Namun, di balik pencapaian gemilang tersebut, Girona FC kini berada dalam situasi yang kontras. Musim 2024/2025 menyaksikan tim Catalan tersebut terdesak ke zona degradasi, hanya selisih empat poin dari zona terendah menjelang pertemuan penting melawan Sevilla dan Real Sociedad. Míchel mengakui bahwa ia akan menilai masa depannya hanya setelah klub memastikan keamanan dari relegasi, menegaskan loyalitasnya kepada Girona FC meski tawaran Ajax menjanjikan tantangan baru di Eredivisie.
Jordi Cruyff, direktur teknis Girona sejak Februari, dikabarkan telah menghubungi Ajax melalui jaringan yang kuat di antara kedua klub. Cruyff, yang memiliki pengalaman luas di sepak bola Belanda dan Spanyol, diyakini menjadi penghubung utama dalam proses negosiasi. Di sisi lain, Arne Slot, manajer Liverpool yang juga menjadi kandidat, menolak pendekatan Ajax dengan alasan bahwa kembali ke Eredivisie tidak sejalan dengan rencana kariernya.

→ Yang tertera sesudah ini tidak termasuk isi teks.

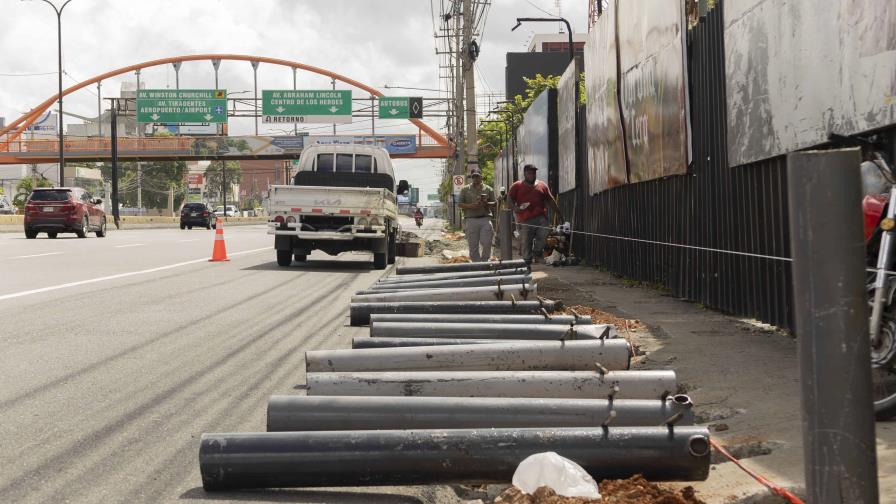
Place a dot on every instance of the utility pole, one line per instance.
(468, 54)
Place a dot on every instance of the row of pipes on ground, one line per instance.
(465, 373)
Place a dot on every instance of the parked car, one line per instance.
(57, 210)
(196, 214)
(231, 211)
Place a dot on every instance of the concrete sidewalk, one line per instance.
(742, 376)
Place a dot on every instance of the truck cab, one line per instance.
(342, 199)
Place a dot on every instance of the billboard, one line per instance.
(606, 147)
(796, 72)
(533, 142)
(653, 87)
(567, 101)
(394, 144)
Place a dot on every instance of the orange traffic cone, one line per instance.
(219, 253)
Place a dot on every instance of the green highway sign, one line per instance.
(306, 106)
(401, 107)
(182, 106)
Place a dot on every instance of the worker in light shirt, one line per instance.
(530, 198)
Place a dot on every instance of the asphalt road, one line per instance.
(117, 353)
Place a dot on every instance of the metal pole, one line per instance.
(613, 354)
(99, 108)
(255, 96)
(490, 331)
(419, 457)
(558, 384)
(445, 268)
(113, 132)
(360, 312)
(303, 413)
(445, 284)
(452, 276)
(364, 342)
(480, 319)
(505, 293)
(831, 322)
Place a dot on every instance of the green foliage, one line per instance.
(24, 188)
(213, 181)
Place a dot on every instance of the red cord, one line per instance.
(792, 499)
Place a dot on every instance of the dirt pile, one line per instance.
(602, 317)
(634, 490)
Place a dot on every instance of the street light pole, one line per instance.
(59, 54)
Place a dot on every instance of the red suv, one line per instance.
(64, 210)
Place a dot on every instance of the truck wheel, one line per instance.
(284, 257)
(392, 248)
(379, 260)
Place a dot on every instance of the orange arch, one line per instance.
(27, 119)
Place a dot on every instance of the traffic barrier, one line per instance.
(460, 318)
(490, 331)
(612, 354)
(559, 384)
(360, 312)
(419, 457)
(453, 268)
(288, 413)
(498, 293)
(219, 252)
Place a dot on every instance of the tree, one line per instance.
(24, 189)
(213, 182)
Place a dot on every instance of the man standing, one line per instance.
(529, 199)
(477, 200)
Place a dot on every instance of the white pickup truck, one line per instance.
(342, 199)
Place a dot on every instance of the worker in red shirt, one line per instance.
(530, 198)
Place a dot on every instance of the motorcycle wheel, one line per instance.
(883, 372)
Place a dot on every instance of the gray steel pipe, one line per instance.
(490, 331)
(453, 268)
(612, 354)
(457, 318)
(559, 384)
(452, 276)
(362, 342)
(513, 280)
(360, 312)
(304, 413)
(498, 293)
(419, 457)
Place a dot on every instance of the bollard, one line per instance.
(419, 457)
(452, 268)
(360, 312)
(831, 319)
(491, 331)
(510, 281)
(505, 234)
(362, 342)
(559, 384)
(429, 277)
(452, 318)
(499, 293)
(304, 413)
(613, 354)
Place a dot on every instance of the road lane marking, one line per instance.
(120, 275)
(37, 255)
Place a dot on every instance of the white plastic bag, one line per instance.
(564, 476)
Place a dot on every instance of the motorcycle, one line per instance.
(879, 213)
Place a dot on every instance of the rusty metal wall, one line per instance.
(657, 231)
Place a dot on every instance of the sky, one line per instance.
(387, 42)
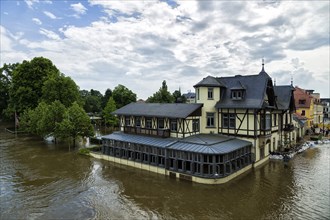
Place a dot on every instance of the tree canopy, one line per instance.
(6, 73)
(109, 108)
(123, 96)
(27, 82)
(162, 95)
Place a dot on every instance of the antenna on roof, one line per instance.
(263, 64)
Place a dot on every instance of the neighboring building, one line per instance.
(232, 127)
(190, 97)
(326, 109)
(318, 109)
(304, 105)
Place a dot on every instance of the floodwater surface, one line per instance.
(40, 180)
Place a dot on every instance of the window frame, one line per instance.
(210, 119)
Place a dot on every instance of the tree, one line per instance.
(92, 100)
(62, 88)
(123, 96)
(178, 97)
(27, 82)
(106, 97)
(75, 123)
(6, 73)
(110, 119)
(162, 96)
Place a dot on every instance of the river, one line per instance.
(40, 180)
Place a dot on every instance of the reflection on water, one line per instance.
(42, 181)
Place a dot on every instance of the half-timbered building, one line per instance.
(248, 107)
(234, 125)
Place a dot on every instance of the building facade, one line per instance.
(233, 126)
(248, 107)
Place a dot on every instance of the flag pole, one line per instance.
(15, 124)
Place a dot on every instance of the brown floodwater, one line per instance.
(40, 180)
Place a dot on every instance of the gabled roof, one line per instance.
(209, 81)
(301, 94)
(284, 96)
(166, 110)
(255, 89)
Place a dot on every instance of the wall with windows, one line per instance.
(209, 96)
(164, 127)
(192, 163)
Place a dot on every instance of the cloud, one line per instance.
(30, 3)
(50, 15)
(79, 8)
(141, 43)
(36, 21)
(50, 34)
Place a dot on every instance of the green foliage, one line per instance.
(92, 100)
(61, 88)
(27, 82)
(75, 123)
(123, 96)
(162, 96)
(106, 97)
(178, 97)
(84, 151)
(6, 73)
(109, 118)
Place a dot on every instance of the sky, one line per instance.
(138, 44)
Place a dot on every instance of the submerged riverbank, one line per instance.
(40, 180)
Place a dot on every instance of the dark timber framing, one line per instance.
(186, 156)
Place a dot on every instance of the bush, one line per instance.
(84, 151)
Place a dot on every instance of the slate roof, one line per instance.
(301, 94)
(284, 96)
(139, 139)
(209, 144)
(209, 81)
(254, 86)
(201, 143)
(166, 110)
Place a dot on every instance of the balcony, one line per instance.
(288, 127)
(163, 133)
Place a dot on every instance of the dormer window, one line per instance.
(237, 94)
(210, 93)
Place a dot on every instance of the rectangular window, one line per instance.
(228, 120)
(127, 121)
(237, 94)
(161, 123)
(148, 123)
(195, 125)
(210, 93)
(265, 122)
(138, 121)
(210, 119)
(174, 125)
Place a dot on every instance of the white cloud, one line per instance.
(50, 15)
(50, 34)
(79, 8)
(31, 2)
(141, 43)
(36, 21)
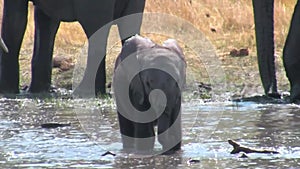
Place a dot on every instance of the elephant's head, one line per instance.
(3, 46)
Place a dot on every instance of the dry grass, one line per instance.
(232, 21)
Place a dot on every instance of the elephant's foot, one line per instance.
(9, 89)
(295, 94)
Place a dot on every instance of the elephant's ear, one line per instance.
(172, 45)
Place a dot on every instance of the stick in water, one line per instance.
(237, 148)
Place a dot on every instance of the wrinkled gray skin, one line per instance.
(91, 14)
(264, 26)
(146, 53)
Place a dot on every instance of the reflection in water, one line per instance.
(94, 130)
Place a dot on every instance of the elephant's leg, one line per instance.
(291, 54)
(127, 132)
(13, 27)
(264, 29)
(169, 129)
(129, 19)
(94, 80)
(45, 31)
(144, 137)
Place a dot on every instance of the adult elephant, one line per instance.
(91, 14)
(264, 26)
(148, 81)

Situasi ini menciptakan dilema strategis bagi Girona FC. Di satu sisi, keberhasilan mereka di kompetisi Eropa meningkatkan profil klub di mata pasar internasional, membuka peluang pendapatan tambahan dari hak siar, sponsor, dan penjualan tiket. Di sisi lain, tekanan untuk mengamankan posisi mereka di LaLiga menjadi prioritas utama, terutama mengingat kontrak Míchel akan berakhir pada musim panas mendatang.

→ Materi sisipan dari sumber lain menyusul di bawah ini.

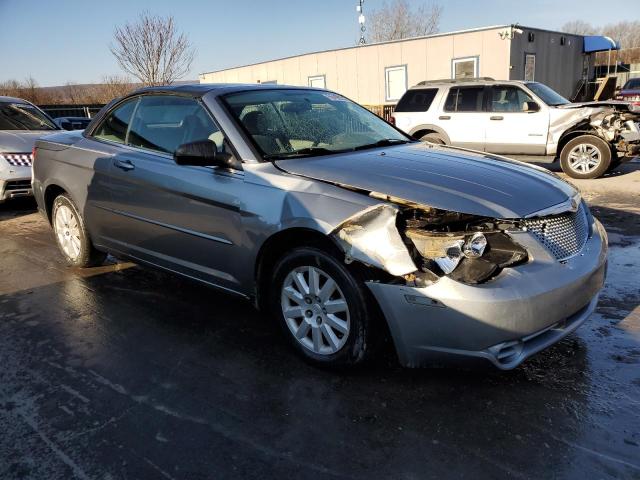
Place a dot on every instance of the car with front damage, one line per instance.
(524, 120)
(21, 124)
(340, 226)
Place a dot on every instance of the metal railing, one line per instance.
(56, 111)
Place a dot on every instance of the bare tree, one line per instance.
(579, 27)
(627, 33)
(113, 86)
(153, 50)
(399, 20)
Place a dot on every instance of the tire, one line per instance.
(330, 336)
(586, 156)
(433, 137)
(72, 237)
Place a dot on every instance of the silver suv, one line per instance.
(524, 120)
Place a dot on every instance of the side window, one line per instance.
(464, 99)
(418, 100)
(114, 127)
(507, 98)
(164, 122)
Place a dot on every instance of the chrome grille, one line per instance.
(563, 235)
(18, 159)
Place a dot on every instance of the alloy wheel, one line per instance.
(315, 310)
(68, 232)
(584, 158)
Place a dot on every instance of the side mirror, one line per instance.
(203, 153)
(530, 107)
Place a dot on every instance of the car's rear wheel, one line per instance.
(433, 138)
(321, 307)
(586, 156)
(72, 236)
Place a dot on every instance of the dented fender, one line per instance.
(612, 122)
(372, 238)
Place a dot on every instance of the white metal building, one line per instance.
(378, 74)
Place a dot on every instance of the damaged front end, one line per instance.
(615, 122)
(418, 244)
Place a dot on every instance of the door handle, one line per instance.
(125, 165)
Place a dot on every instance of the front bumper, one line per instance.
(504, 321)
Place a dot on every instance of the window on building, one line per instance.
(317, 81)
(464, 99)
(418, 100)
(529, 67)
(464, 67)
(395, 82)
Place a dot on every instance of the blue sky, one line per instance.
(67, 40)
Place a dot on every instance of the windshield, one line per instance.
(292, 123)
(633, 84)
(547, 95)
(22, 116)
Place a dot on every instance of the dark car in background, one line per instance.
(72, 123)
(21, 124)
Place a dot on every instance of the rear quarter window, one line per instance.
(464, 99)
(418, 100)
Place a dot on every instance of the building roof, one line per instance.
(12, 99)
(434, 35)
(200, 89)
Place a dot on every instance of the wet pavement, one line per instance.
(126, 373)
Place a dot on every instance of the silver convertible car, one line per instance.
(337, 224)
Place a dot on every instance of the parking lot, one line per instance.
(124, 372)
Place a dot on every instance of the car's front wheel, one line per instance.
(72, 236)
(321, 306)
(586, 156)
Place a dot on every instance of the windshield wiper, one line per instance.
(385, 142)
(303, 152)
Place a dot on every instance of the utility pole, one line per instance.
(361, 22)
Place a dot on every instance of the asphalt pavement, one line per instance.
(122, 372)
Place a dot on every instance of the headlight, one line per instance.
(472, 257)
(414, 242)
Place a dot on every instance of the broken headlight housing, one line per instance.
(424, 244)
(464, 247)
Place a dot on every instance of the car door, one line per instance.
(463, 117)
(517, 124)
(183, 218)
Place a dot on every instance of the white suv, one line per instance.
(524, 120)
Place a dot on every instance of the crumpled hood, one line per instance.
(620, 105)
(441, 177)
(20, 141)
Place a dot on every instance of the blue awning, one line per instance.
(599, 43)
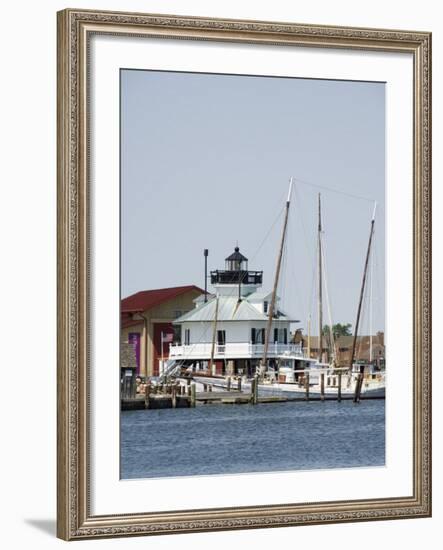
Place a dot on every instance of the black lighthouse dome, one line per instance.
(236, 271)
(236, 261)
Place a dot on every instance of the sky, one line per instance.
(206, 161)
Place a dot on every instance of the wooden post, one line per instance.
(174, 396)
(193, 395)
(254, 390)
(358, 385)
(307, 386)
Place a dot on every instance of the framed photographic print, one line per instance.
(243, 274)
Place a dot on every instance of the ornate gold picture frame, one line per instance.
(75, 517)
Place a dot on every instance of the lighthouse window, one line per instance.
(259, 336)
(281, 335)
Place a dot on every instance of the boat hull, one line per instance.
(294, 390)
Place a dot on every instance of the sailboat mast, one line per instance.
(277, 275)
(362, 290)
(371, 277)
(320, 284)
(214, 334)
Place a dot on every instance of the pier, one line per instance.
(185, 395)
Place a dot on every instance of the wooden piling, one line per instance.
(307, 386)
(174, 396)
(358, 385)
(147, 392)
(254, 390)
(193, 395)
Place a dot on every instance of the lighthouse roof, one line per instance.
(236, 256)
(229, 309)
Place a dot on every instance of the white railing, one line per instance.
(232, 350)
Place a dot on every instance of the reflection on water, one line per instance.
(228, 439)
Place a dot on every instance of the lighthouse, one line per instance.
(231, 323)
(236, 276)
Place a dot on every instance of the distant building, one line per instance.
(343, 346)
(147, 323)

Perbandingan dengan klub Spanyol lainnya, seperti Villarreal CF, menambah dimensi menarik pada narasi ini. Villarreal, di bawah asuhan Marcelino García Toral, berhasil mengamankan tiket Champions League dua musim berturut-turut pada musim 2025/2026, sekaligus menargetkan finis di posisi tiga klasemen. Keberhasilan tersebut menunjukkan bagaimana klub menengah dapat menembus kompetisi elite dengan manajemen yang konsisten, memberikan contoh potensial bagi Girona FC yang tengah berjuang menyeimbangkan ambisi internasional dan kebutuhan domestik.
Dalam beberapa minggu ke depan, keputusan Míchel akan menjadi sorotan utama. Apakah ia akan menerima tantangan baru di Ajax, atau tetap berjuang bersama Girona FC untuk menghindari degradasi? Keputusan tersebut tidak hanya memengaruhi masa depan kariernya, tetapi juga dapat menentukan arah strategi Girona FC dalam memperkuat skuad, mengelola keuangan, dan menyiapkan rencana jangka panjang.

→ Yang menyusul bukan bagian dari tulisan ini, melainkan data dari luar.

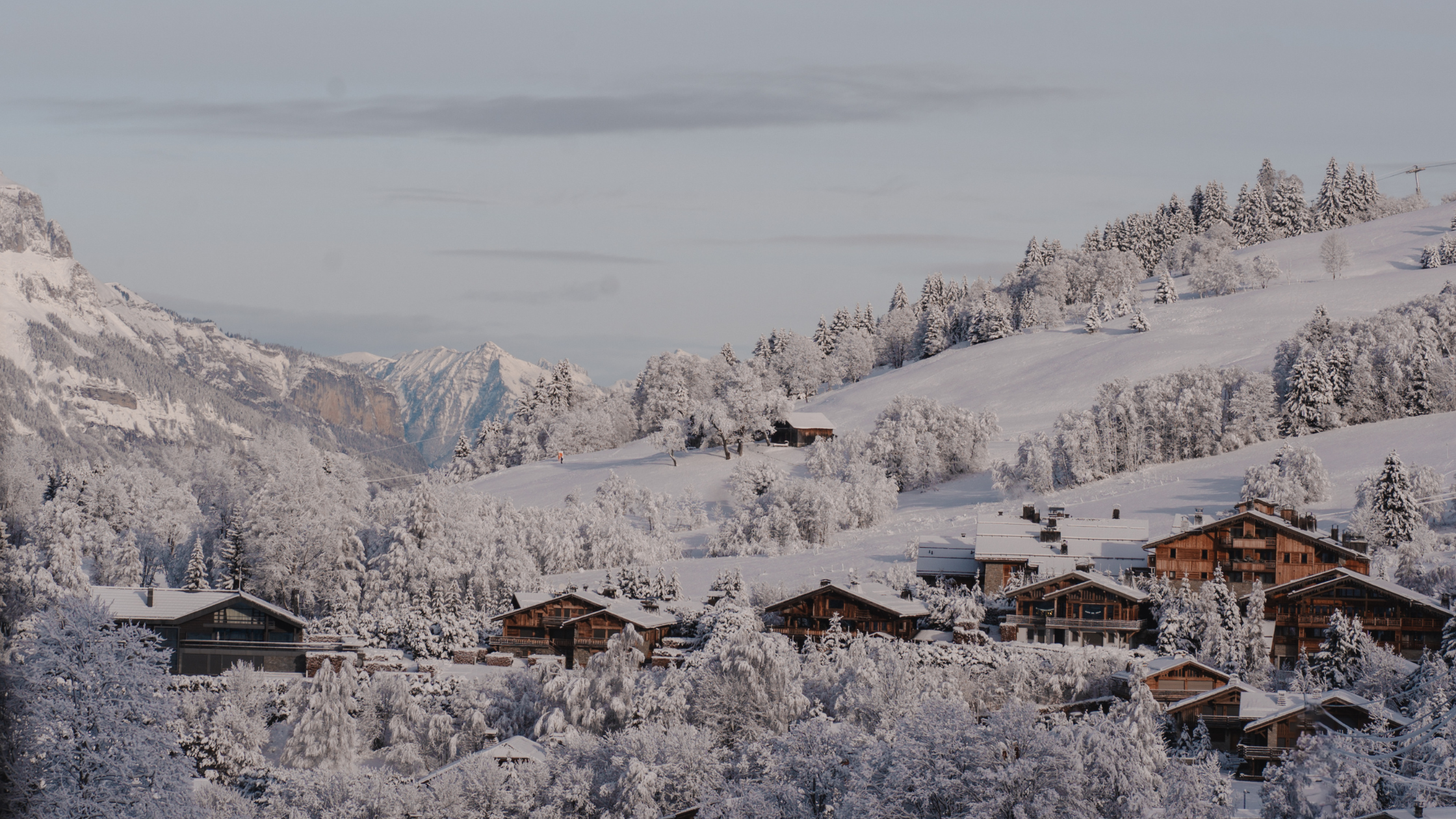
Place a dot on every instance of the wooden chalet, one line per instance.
(864, 608)
(1169, 678)
(1011, 549)
(1392, 616)
(803, 429)
(1258, 543)
(575, 625)
(211, 630)
(1078, 608)
(1263, 726)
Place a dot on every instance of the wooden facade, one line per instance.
(577, 625)
(211, 630)
(1258, 543)
(1171, 678)
(1078, 608)
(1392, 616)
(864, 608)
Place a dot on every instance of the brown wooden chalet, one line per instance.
(1391, 614)
(575, 625)
(861, 606)
(1260, 543)
(211, 630)
(803, 429)
(1263, 726)
(1078, 608)
(1169, 678)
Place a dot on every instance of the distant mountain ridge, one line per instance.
(447, 393)
(88, 366)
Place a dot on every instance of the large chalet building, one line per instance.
(575, 625)
(210, 630)
(863, 608)
(1394, 616)
(1078, 608)
(1009, 549)
(1258, 543)
(1169, 679)
(1263, 726)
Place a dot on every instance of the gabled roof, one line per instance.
(1160, 665)
(514, 749)
(1087, 579)
(1011, 538)
(876, 595)
(174, 606)
(1321, 580)
(810, 422)
(629, 611)
(1309, 535)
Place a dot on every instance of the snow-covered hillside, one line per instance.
(101, 359)
(447, 393)
(1030, 380)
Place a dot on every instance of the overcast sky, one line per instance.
(604, 181)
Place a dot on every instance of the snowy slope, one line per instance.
(99, 359)
(1030, 380)
(447, 393)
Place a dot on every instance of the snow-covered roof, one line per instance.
(1112, 543)
(810, 422)
(1320, 580)
(1087, 577)
(178, 605)
(877, 595)
(629, 611)
(1160, 665)
(514, 749)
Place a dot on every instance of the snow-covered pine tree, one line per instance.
(1394, 503)
(822, 337)
(1289, 213)
(1139, 321)
(1330, 205)
(197, 569)
(1342, 655)
(326, 733)
(899, 300)
(1311, 402)
(1167, 291)
(1215, 206)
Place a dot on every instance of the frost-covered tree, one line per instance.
(86, 729)
(1334, 254)
(326, 735)
(197, 569)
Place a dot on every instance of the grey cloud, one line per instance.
(804, 97)
(586, 257)
(603, 287)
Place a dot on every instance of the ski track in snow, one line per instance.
(1030, 380)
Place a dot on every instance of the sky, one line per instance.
(608, 181)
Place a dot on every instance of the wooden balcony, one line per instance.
(1263, 752)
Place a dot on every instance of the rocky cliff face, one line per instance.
(88, 365)
(449, 393)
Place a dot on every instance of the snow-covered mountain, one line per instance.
(77, 356)
(447, 393)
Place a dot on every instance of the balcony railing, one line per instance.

Penggemar Girona FC menantikan jawaban yang jelas dari manajemen klub. Sementara itu, Ajax terus memantau perkembangan situasi di Girona, berharap dapat mengamankan pelatih berpengalaman yang mampu membawa mereka kembali ke puncak Eredivisie dan kembali bersaing di panggung Eropa.